TOWN OF BELOIT (WKOW) -- Getting on and off the school bus is scary sometimes for 11-year-old Alexys Hudson.
"A lot of people would go past the sign a lot," she said. "I just felt a little scared because if they went past the stop sign and if they were really close, they might have hit the bus or something."
Last winter, a Beloit mother captured video on her home security system showing a driver passing a stopped bus on the right. A few weeks before that, a man was ticketed for driving through the stop arm of a Beloit Turner bus, breaking it off.
Just this month, a 6-year-old girl was killed and her 4-year-old sister hurt in central Wisconsin after police say a man drove around a stopped bus and struck the girls.
"When people have complete disregard for children, which is essentially what we're saying if you're willing to pass a bus, I think that's a problem, and I think it deserves a citation," said Beloit Turner Superintendent Dennis McCarthy.
Beloit Turner school officials heard complaint after complaint from bus drivers, but in the first few months of 2019, Town of Beloit Police barely managed to issue about a dozen citations.
Then came the cameras.
"Your cameras don't lie," McCarthy said.
The district installed video cameras on the outside of three of its buses that ran the busiest routes, and the impact was immediate. Thirty-nine violations were recorded between April and June 2019. This school year, the district says at least 100 people have been captured on video passing buses where the stop arm is out and the red lights are flashing.
"I know a couple of drivers have questioned it, but we simply provide them the video, and there's no questions after that," McCarthy said.
But even with the cameras, people are still passing the buses at around 20 per month.
"Talking to some of those drivers, sometimes the thought process is, 'Well, the vehicle in front of me went, and the next vehicle went, so I thought it was okay for me to go,'" said Lt. Bryan Hasse of the Town of Beloit Police Department.
A number of the violations happen on Riverside Drive. Police suspect it may be because there's so many lanes -- but there isn't a median, which means if a bus stops with its stop sign out and lights flashing in any of the lanes, all of the lanes have to stop.
They're hoping increased awareness will clear up confusion drivers may have, but Beloit Turner officials say drivers have no excuse.
"By now, I think people should understand what the laws are," McCarthy said.
Now that they can issue the citations, Hasse says officials in Beloit are working as hard as they can to drive the number down -- fighting an uphill battle against an increasingly busy and distracting world.

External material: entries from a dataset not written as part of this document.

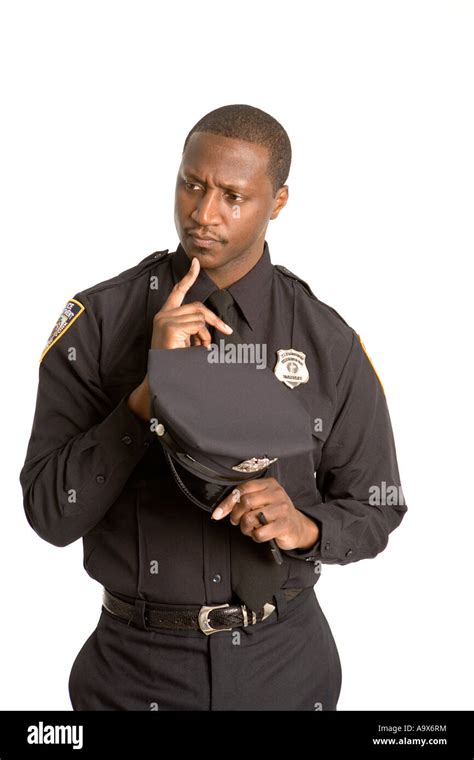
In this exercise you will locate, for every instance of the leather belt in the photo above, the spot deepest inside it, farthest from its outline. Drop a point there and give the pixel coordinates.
(209, 618)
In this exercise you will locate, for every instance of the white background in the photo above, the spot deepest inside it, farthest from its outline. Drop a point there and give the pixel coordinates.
(377, 97)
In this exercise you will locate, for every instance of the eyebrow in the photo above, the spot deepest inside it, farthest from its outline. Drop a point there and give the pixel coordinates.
(240, 189)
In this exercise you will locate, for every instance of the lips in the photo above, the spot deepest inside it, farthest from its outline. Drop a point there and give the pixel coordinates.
(202, 242)
(201, 237)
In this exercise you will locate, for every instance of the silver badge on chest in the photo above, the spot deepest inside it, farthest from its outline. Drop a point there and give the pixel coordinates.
(291, 367)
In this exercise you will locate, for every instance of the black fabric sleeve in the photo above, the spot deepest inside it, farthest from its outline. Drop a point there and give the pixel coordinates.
(358, 477)
(82, 448)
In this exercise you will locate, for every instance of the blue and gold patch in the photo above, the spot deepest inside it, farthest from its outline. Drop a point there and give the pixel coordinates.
(69, 314)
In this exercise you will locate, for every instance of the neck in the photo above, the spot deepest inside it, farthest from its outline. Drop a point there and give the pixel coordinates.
(234, 270)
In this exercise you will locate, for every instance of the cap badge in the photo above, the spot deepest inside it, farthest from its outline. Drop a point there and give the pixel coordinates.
(254, 464)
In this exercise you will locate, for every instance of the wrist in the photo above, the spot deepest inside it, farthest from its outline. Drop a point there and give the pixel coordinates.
(309, 532)
(139, 401)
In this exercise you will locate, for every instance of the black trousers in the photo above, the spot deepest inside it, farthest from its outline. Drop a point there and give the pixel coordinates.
(287, 662)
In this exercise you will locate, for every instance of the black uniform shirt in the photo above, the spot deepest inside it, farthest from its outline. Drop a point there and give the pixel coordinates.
(95, 470)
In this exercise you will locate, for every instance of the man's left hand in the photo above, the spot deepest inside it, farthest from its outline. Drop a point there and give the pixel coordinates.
(290, 528)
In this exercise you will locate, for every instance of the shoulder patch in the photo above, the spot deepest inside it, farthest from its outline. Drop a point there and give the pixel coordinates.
(370, 362)
(69, 314)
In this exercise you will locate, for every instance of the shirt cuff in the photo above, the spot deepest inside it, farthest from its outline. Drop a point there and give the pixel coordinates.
(124, 435)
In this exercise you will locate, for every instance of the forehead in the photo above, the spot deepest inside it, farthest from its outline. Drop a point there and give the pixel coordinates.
(225, 159)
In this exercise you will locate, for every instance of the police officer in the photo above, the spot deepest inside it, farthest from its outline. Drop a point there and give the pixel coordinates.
(176, 631)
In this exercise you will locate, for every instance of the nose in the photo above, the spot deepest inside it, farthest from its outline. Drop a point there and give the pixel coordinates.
(206, 213)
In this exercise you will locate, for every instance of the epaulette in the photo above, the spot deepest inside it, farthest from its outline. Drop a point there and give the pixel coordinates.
(154, 257)
(294, 276)
(308, 290)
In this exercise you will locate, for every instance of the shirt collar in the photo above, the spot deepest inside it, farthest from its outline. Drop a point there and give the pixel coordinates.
(250, 292)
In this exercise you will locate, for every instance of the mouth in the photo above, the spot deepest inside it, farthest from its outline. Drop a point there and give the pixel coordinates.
(202, 242)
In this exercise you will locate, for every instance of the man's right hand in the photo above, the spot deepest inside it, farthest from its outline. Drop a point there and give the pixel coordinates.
(177, 326)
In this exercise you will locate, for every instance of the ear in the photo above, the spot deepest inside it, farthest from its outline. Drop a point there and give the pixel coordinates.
(281, 199)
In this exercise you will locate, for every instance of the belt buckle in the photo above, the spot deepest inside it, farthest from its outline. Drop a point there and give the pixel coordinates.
(203, 619)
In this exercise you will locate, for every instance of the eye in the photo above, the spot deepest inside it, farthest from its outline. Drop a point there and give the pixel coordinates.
(234, 197)
(190, 185)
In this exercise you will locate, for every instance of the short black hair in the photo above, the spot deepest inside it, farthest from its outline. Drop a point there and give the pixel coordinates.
(244, 122)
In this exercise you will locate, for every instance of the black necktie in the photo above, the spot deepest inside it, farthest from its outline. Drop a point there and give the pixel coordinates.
(256, 577)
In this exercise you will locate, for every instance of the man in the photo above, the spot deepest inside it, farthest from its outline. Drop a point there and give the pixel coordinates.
(167, 638)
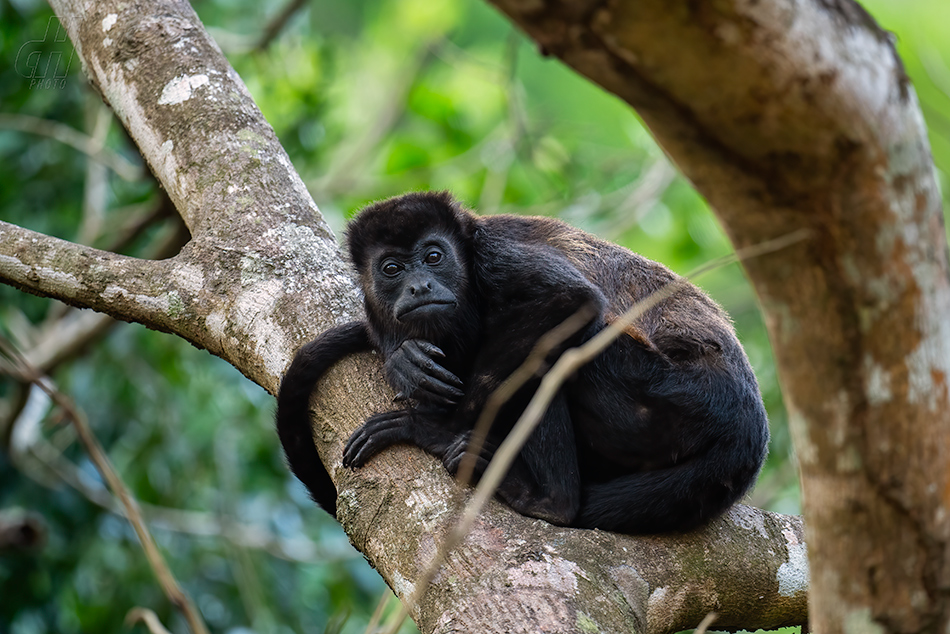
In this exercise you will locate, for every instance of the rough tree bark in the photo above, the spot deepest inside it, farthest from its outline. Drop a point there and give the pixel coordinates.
(796, 114)
(770, 110)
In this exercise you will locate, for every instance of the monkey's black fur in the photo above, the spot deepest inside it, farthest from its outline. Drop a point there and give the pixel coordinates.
(663, 431)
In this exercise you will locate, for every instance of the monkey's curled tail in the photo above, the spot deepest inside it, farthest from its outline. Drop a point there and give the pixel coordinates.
(293, 405)
(677, 498)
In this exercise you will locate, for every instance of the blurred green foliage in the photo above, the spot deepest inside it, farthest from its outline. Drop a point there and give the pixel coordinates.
(370, 99)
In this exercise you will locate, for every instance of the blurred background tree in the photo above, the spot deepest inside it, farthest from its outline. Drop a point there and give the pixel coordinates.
(370, 98)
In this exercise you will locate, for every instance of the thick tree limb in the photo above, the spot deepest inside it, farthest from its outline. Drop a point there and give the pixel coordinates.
(262, 275)
(795, 114)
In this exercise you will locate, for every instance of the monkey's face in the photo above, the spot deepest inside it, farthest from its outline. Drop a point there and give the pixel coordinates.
(419, 287)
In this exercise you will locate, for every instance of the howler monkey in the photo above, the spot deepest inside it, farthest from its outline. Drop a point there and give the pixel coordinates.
(662, 431)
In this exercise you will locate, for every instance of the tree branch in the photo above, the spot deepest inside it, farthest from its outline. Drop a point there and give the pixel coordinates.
(263, 274)
(795, 114)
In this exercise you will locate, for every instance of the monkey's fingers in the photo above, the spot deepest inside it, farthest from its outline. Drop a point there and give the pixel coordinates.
(421, 354)
(378, 433)
(429, 349)
(433, 390)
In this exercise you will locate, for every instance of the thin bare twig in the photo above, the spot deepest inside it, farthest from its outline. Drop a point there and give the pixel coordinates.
(278, 23)
(178, 597)
(73, 138)
(149, 618)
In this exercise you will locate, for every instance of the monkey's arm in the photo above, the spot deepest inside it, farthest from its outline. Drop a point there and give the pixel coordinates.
(293, 405)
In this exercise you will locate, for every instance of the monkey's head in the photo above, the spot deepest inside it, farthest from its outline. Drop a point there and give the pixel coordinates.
(412, 253)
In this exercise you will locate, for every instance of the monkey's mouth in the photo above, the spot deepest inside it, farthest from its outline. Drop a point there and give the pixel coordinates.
(425, 309)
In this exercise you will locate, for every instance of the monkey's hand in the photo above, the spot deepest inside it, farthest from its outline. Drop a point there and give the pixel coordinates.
(422, 428)
(412, 370)
(456, 455)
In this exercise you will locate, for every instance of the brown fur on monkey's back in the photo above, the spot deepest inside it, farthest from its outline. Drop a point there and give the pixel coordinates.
(625, 278)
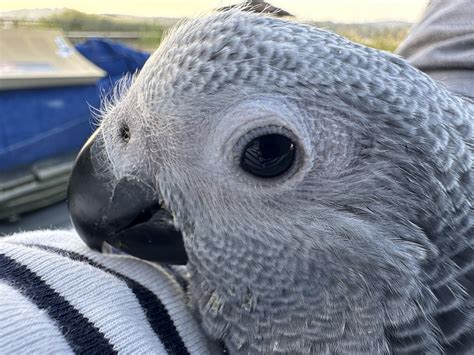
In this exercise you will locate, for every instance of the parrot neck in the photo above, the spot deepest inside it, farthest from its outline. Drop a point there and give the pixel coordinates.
(332, 318)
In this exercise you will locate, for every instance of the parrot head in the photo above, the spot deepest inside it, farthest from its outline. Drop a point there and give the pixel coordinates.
(304, 180)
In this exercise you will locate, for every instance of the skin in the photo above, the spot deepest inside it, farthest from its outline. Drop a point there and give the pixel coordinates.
(364, 246)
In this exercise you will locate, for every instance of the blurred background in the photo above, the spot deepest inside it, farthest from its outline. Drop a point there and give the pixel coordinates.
(59, 58)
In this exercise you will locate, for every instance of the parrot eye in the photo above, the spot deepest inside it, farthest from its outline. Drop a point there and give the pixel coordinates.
(268, 156)
(124, 132)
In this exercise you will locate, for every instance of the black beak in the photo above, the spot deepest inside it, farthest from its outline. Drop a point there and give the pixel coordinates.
(125, 213)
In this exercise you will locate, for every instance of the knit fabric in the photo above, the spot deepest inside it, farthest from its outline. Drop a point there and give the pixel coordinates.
(60, 297)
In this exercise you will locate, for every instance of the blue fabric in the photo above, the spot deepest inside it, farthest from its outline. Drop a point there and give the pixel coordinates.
(41, 123)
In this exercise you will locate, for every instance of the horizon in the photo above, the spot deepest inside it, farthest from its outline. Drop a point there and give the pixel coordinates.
(348, 11)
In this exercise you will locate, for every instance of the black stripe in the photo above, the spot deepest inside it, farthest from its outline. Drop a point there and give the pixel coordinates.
(155, 311)
(82, 336)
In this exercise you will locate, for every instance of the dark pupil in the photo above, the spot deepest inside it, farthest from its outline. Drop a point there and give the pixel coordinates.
(125, 132)
(268, 156)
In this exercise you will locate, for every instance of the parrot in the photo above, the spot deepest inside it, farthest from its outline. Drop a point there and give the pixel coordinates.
(318, 191)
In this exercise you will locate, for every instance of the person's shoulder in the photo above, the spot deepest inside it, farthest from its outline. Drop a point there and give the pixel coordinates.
(63, 297)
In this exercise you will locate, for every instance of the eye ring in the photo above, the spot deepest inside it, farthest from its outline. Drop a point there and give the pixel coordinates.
(124, 133)
(268, 155)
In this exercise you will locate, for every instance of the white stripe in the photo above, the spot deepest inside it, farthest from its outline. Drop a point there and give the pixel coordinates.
(24, 327)
(102, 298)
(150, 275)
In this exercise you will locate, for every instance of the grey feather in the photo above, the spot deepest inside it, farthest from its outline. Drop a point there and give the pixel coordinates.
(365, 246)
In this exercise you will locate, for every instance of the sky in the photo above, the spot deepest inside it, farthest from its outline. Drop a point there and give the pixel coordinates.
(321, 10)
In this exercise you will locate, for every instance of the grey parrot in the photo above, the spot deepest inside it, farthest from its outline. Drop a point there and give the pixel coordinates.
(318, 191)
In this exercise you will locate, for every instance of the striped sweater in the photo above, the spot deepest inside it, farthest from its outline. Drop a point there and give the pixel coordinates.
(57, 296)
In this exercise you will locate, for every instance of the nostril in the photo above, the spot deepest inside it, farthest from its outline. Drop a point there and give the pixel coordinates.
(144, 216)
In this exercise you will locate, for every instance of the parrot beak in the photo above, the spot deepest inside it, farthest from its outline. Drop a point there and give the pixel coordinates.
(125, 213)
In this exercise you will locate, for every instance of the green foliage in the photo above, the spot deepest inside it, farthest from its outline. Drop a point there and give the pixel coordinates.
(385, 36)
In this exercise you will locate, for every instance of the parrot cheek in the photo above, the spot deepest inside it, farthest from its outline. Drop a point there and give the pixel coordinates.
(124, 213)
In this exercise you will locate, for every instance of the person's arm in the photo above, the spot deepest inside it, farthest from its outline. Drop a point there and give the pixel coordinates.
(442, 44)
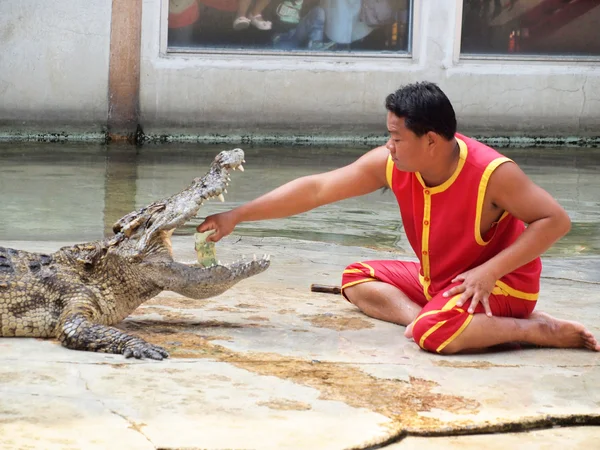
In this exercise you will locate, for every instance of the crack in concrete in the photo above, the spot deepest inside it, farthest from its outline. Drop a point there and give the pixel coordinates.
(132, 423)
(525, 425)
(570, 279)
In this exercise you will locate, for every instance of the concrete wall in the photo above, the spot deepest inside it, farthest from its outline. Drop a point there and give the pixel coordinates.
(262, 93)
(54, 64)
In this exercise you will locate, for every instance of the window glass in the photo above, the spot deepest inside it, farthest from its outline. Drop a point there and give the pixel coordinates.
(531, 27)
(290, 25)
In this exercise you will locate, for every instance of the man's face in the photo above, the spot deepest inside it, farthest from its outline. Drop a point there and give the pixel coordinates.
(408, 151)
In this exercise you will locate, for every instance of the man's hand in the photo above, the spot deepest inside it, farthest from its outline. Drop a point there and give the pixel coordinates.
(222, 223)
(478, 284)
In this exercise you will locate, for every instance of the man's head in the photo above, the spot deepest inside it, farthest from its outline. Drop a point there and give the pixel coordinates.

"Maybe it falls on the state legislators at some point in time to look at increased fines or responsibility for those types of issues with distracted driving, or texting while driving," he said.
Still, both police and school officials are confident the cameras were the right option and that they're sending a message to the community to keep students safe or suffer the consequences.
School officials say while only three buses have cameras at the moment, the option to add cameras to more buses is still on the table.